Para Adolfo Martínez Palomo, después de un largo periodo de olvido, sobre todo en la primera mitad del siglo pasado, Donizetti es en la actualidad uno de los compositores de ópera más apreciados: más de 30 de sus óperas han sido representadas en los últimos años, como El elíxir de amor, Lucía di Lammermoor y La hija del regimiento.
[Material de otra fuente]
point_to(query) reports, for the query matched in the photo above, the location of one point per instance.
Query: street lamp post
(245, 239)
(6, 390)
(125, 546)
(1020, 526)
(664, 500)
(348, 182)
“Dejemos a los historiadores médicos discernir sobre las causas de la enfermedad de Donizetti y recordemos al genio prolífico, al hombre amable, brillante, generoso e incansable. Al creador de algunas de las más notables obras en la historia de la ópera, que siempre disfrutamos y siempre disfrutaremos”, enfatizó el colegiado.

Tras concluir la conferencia, la soprano Bertha Granados y el tenor Edgar Villalva, acompañados al piano por Sergio Vázquez, interpretaron algunas piezas emblemáticas en la obra de Gaetano Donizetti.